The gristmill’s abrupt closure in 2013 canceled multiple community events that typically used the historical site as a venue, including the popular Pumpkin Walk — an event that attracted 5,000 patrons in 2012, according to Benson Gristmill director Jodi Brunson.
Because of its popularity with the surrounding community, the Pumpkin Walk made a short list of events the Benson Gristmill planned to restore after a year of inactivity in 2013. The gristmill is now open only on weekends and run by a single part-time employee with the help of a board of volunteers.
Despite the year-long hiatus, the Pumpkin Walk should return as a good-sized event this year, Brunson said. In addition to the event’s traditional crafts and games for kids, Brunson said 35 local vendors have signed up to sell food and peddle wares during the two-day Pumpkin Walk. Booths selling Tupperware, jewelry, wood crafts and other merchandise will be available.
But Brunson said it remains to be seen whether the community will remember and return to the Pumpkin Walk, because the gristmill has been unable to advertise the event extensively.
“Hopefully word of mouth will get people back,” she said.
The 2013 shutdown has taken a toll on at least one Pumpkin Walk tradition — the pumpkins themselves. The Pumpkin Walk actually started as a small pumpkin-carving contest, Brunson said, but eventually local schools became involved in the pumpkin decorating, and the event took off from there.
This year, however, there are only seven pumpkin displays — each designed to fit the theme “pumpkins in history” — entered in the contest.
“We tried to match up the event’s dates with when we did them in the past,” Brunson said, but this year they may have accidentally run into UEA, which could have impacted the schools’ traditional participation.

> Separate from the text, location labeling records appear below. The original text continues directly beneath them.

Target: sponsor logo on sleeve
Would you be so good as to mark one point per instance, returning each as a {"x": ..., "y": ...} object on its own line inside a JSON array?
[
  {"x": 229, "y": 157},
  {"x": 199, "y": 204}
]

It could also impact attendance, she said.
“I’m not sure if we’ll get more or less because the kids are home,” Brunson said. “So hopefully they’ll all come here instead of going out of town.”
The Pumpkin Walk will be open from 10 a.m. to 8 p.m. on both Friday and Saturday, with free games and activities for kids from 11 a.m. to 2 p.m. on both days. On Saturday several local performing groups will provide free entertainment from noon until 6 p.m. Admission is free.